As can be seen, the links have five levels of nesting; both domains are hosted on servers with Russian IP addresses (94.242.51.73 and 89.110.98.26 at the time of investigation), registered with Namecheap, and both top-level domains are .org. In addition, a lure document impersonating Russia's Ministry of Industry and Trade can be attributed to the group, similar to what was observed on July 4.

Our analysis of Goffee's activity shows a consistent, well planned approach aimed at long term persistence in victim infrastructure with minimal visibility. The group's attacks have already had tangible consequences, including cases of disrupted business processes at Russian organizations.

Although Goffee's activity has been tracked for more than two years, information about it is poorly represented in the public domain.

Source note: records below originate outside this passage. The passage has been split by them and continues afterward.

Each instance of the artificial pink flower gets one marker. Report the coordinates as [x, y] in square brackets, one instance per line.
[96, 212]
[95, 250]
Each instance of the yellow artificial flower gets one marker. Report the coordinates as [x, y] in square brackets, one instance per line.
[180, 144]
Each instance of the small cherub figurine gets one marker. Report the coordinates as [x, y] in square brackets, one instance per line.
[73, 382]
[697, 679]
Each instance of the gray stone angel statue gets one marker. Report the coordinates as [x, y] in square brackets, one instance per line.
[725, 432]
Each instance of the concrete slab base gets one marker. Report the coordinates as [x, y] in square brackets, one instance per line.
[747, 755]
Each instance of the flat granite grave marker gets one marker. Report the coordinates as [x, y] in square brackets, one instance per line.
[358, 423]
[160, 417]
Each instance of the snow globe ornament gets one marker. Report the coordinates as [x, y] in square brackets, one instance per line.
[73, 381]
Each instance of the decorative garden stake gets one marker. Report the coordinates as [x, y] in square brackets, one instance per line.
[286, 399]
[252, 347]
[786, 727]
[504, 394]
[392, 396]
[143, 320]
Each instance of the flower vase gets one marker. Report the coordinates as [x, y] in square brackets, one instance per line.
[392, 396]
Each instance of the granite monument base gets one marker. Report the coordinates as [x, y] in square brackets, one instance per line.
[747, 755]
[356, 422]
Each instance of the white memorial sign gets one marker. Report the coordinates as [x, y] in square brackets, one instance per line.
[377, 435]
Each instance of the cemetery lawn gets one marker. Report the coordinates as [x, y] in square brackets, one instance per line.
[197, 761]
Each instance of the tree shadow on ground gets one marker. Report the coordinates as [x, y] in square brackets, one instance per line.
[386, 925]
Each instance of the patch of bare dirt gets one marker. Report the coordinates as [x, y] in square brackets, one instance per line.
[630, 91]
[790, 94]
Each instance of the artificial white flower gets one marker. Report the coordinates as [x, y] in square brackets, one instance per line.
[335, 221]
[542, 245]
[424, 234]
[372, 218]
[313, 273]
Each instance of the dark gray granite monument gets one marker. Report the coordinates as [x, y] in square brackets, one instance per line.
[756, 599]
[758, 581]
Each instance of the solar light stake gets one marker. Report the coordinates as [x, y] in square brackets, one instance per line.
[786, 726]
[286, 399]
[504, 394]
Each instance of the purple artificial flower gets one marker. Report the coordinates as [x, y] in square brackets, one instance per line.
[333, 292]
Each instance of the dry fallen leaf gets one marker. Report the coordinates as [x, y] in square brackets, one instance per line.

This is primarily due to the limited geography of the attacks (they target mainly Russian organizations) and the group's focus on stealth, which has made it difficult to obtain the tools used in the later stages of the attacks.

As a result of prolonged research, new tools used by the group in the later stages were discovered, such as DQuic, MiRat, BindSycler, and the Sauropsida rootkit. However, tools used by the group earlier, such as owowa and PowerTaskel, remain relevant.

Researchers also identified the attackers' network profile. Goffee uses Russian IP addresses and hosting providers, likely to reduce detection risk. This tactic helps bypass geolocation-based traffic filtering and masks activity as that of an internal actor within the infrastructure. Most often, such IP addresses are used at intermediate stages—for delivering malware or setting up tunneling.

The consistent indicators revealed by the study—repeated packaging patterns, the group's network profile, and traffic-encryption characteristics—make it possible, with high confidence, to attribute incidents to this group and to anticipate its activity in the future.